La médiation et les médiateurs apparaissent désormais dans de nombreux sujets d’actualité, que ce soit à propos de la vie des entreprises ou de celle de la famille, mais aussi dans les relations internationales, dans les banques et le crédit, l'information et les communications, les collectivités locales, les universités, les transports, les prestations sociales, même dans le domaine culturel... Les médiateurs peuvent se réjouir de l’éclairage porté sur leurs activités, même s’ils redoutent que la polysémie du mot de médiation ne soit une source de malentendus.

Complémentairement, il semble à présent nécessaire de réfléchir aussi à la confiance des usagers ou des prescripteurs vis à vis des médiateurs. Incontestablement, le domaine familial bénéficie d’un niveau de confiance satisfaisant, lié à l'existence d'un diplôme d'état et à une certaine institutionnalisation. Dans tous les autres domaines, en revanche, de l'inquiétude se manifeste. JB. Jacquin estimait dans Le Monde (17/10/2017) que « tout le monde peut se déclarer médiateur », puis plus récemment (06/03/2018) – à propos des listes de médiateurs dans les cours d’appel – que « la loi ne définit ni ce qu’est un médiateur ni les conditions pour figurer sur ces listes… ». Sur le site de Radio-France, à propos de sa nomination comme médiateur en 2015, Dominique-Jean Chertier soulignait « L’intervention d'un médiateur est prévue dans le Code du travail pour tous les conflits collectifs. Mais en dehors de ce cadre très large prévue par la loi, il n'y pas d'autres règles précises qui délimitent l'intervention d'un médiateur... »

Alors, comment nos usagers peuvent-ils opter pour la médiation, s'ils n'accordent pas une confiance suffisante à des professionnels pour offrir un service de qualité à un prix abordable ? De même, comment imaginer que les pouvoirs publics puissent mettre en place des politiques favorables à la médiation, s’ils ne peuvent préciser qui sont les professionnels dont ils favorisent les actions, et ce que ces professionnels ont à offrir. Pour que la médiation devienne une activité régulière et décemment rémunérée, tant la confiance des usagers que des politiques favorables sont indispensables. Il faut donc faire l’effort de définir l’identité professionnelle du médiateur, préciser son cadre d'engagement, ses obligations et les garanties qu’il fournit.

Faute de disposer d’une identité validée par les médiateurs eux-mêmes, les pouvoirs publics ont pu être amenés à proposer les définitions qui leur semblaient appropriées. C’est encore le cas actuellement avec l’établissement des listes de médiateurs dans les Cours d’Appel. Pour désigner les médiateurs sur ses listes, la Justice établit des questionnaires à destination des médiateurs. Le traitement de ces questionnaires sera suivi par un magistrat dans chaque cour d’appel. La bonne volonté de ces magistrats ne fait aucun doute, mais leurs critères sont-ils homogènes ? En tous cas, leur travail serait bien allégé si une organisation des médiateurs pouvait fournir en toute transparence des listes conformes à leurs attentes.

La constitution de ces listes révèle une autre singularité : pour les médiateurs qui appartiennent aux professions réglementées (avocats, notaires et huissiers), ce sont ces professions qui sont chargées de définir elles-mêmes ce qu’elles entendent par médiateur. Et chacune de proposer sa propre définition, logiquement selon sa propre sensibilité...

Au Syndicat professionnel des médiateurs, nous pensons que seuls les médiateurs peuvent proposer, porter et contrôler leur identité professionnelle.
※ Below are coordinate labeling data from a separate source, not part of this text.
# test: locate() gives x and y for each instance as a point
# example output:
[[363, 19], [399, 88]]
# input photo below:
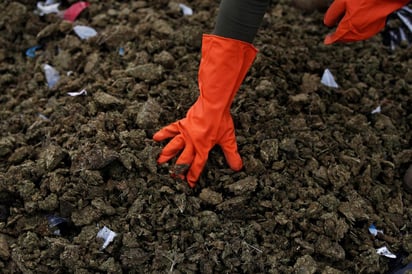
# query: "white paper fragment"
[[328, 79], [78, 93], [186, 10], [84, 32], [385, 252], [107, 235], [374, 231], [377, 110], [52, 75], [47, 7]]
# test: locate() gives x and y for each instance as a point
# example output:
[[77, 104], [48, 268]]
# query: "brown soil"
[[319, 167]]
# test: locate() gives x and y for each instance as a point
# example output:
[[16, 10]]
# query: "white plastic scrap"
[[52, 75], [186, 10], [84, 32], [107, 235], [376, 110], [385, 252], [328, 79], [47, 7], [78, 93], [374, 231]]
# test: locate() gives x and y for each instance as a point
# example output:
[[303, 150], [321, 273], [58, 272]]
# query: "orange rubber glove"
[[208, 122], [361, 18]]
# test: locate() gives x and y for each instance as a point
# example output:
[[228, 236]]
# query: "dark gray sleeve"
[[240, 19]]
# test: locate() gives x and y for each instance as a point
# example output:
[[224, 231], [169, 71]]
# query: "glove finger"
[[334, 12], [184, 161], [171, 149], [196, 169], [167, 132], [229, 148]]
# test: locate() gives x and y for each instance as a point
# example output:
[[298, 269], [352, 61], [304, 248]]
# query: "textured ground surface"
[[319, 167]]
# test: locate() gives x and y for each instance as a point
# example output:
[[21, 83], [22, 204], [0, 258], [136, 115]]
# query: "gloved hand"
[[359, 19], [208, 122]]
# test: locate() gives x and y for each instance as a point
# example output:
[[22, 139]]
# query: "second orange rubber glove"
[[359, 19], [208, 122]]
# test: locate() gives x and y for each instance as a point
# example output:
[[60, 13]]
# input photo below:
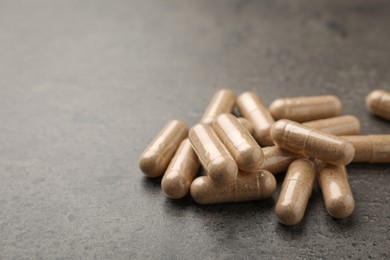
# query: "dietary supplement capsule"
[[277, 160], [222, 102], [378, 103], [181, 171], [296, 191], [313, 143], [246, 187], [245, 122], [370, 148], [333, 181], [251, 107], [302, 109], [155, 159], [213, 155], [341, 125], [241, 145]]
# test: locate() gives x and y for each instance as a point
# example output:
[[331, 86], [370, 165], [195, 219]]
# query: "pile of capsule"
[[305, 136]]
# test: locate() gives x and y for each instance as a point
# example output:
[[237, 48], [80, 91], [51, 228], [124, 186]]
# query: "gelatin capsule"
[[212, 153], [181, 171], [313, 143], [155, 159], [370, 148], [378, 103], [241, 145], [341, 125], [276, 159], [246, 187], [302, 109], [333, 181], [248, 125], [251, 107], [296, 191], [222, 102]]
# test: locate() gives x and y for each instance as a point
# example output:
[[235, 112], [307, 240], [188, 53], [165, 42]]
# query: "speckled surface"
[[85, 85]]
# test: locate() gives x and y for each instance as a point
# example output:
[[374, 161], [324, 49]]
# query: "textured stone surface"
[[85, 85]]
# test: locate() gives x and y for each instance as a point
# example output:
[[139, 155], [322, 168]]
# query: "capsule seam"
[[258, 186], [372, 150], [305, 142]]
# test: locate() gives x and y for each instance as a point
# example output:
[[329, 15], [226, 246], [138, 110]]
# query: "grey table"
[[85, 86]]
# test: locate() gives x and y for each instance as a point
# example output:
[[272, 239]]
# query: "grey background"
[[85, 86]]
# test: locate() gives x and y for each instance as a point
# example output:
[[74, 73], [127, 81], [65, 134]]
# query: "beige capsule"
[[313, 143], [277, 160], [378, 103], [296, 191], [302, 109], [212, 153], [246, 187], [340, 125], [241, 145], [370, 148], [333, 181], [245, 122], [181, 171], [155, 159], [253, 109], [222, 102]]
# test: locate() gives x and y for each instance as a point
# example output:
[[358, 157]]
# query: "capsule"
[[241, 145], [251, 107], [246, 187], [213, 155], [378, 103], [302, 109], [155, 159], [222, 102], [181, 171], [340, 125], [370, 148], [277, 160], [333, 181], [313, 143], [296, 192], [248, 125]]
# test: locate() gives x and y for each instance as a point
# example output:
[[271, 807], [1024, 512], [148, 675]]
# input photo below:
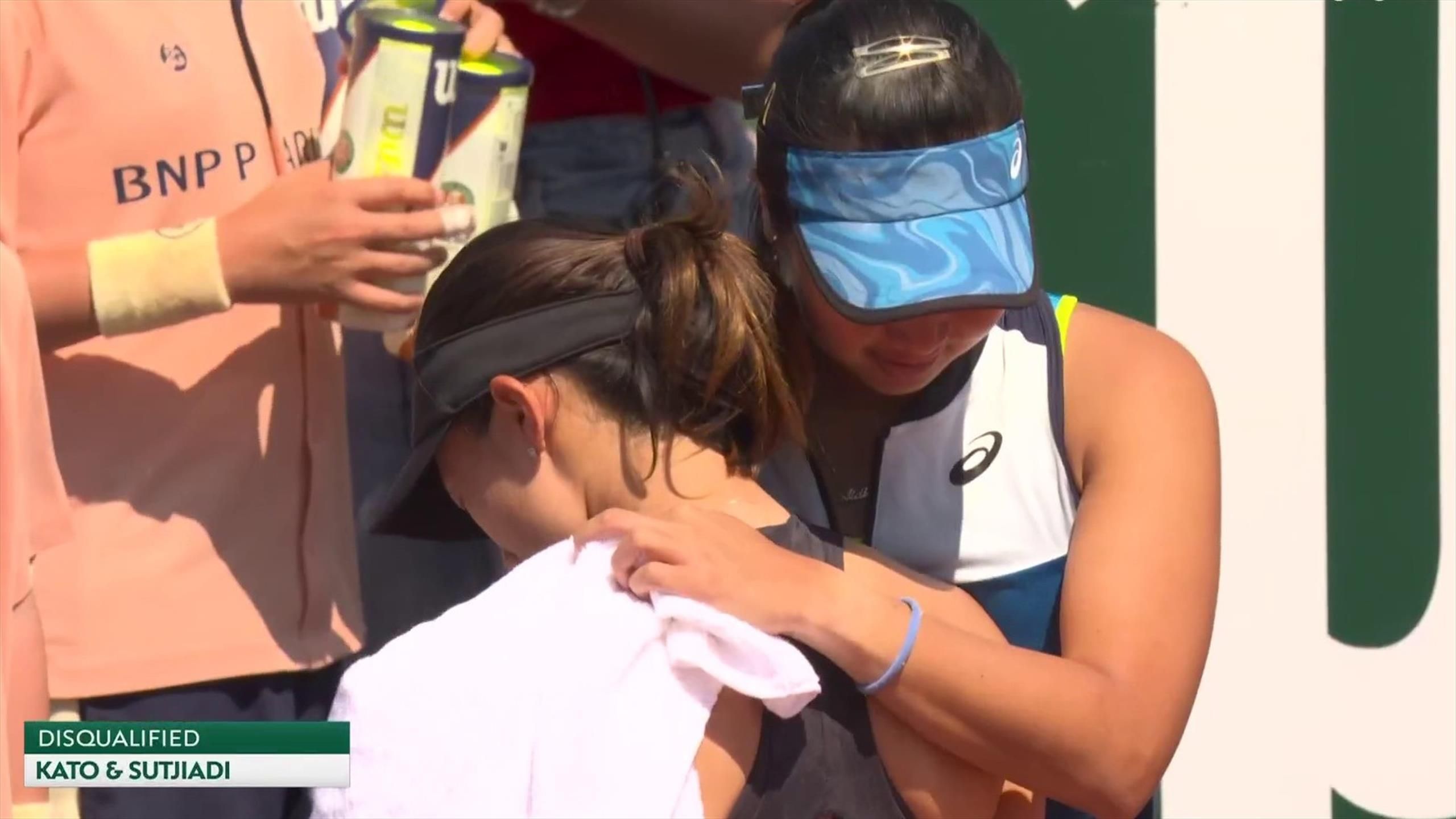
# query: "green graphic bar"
[[1381, 318], [187, 738]]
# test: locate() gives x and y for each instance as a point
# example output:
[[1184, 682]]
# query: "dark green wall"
[[1088, 79]]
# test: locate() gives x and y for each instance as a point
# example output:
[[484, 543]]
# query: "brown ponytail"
[[704, 361]]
Il n’y a pas lieu que cette tâche soit déléguée. Le syndicat professionnel des médiateurs propose aujourd’hui d'engager ce travail, de façon ouverte et démocratique, et invite toutes les bonnes volontés à rejoindre cette démarche.

Si le travail est fait avec rigueur et sérieux, gageons qu’il emportera l’adhésion de tous les médiateurs. Ils comprendront facilement que la confiance que nous devons susciter de la part des usagers et des prescripteurs de médiation est essentielle pour le développement de notre activité, et que cette confiance passe par la clarification de notre identité professionnelle.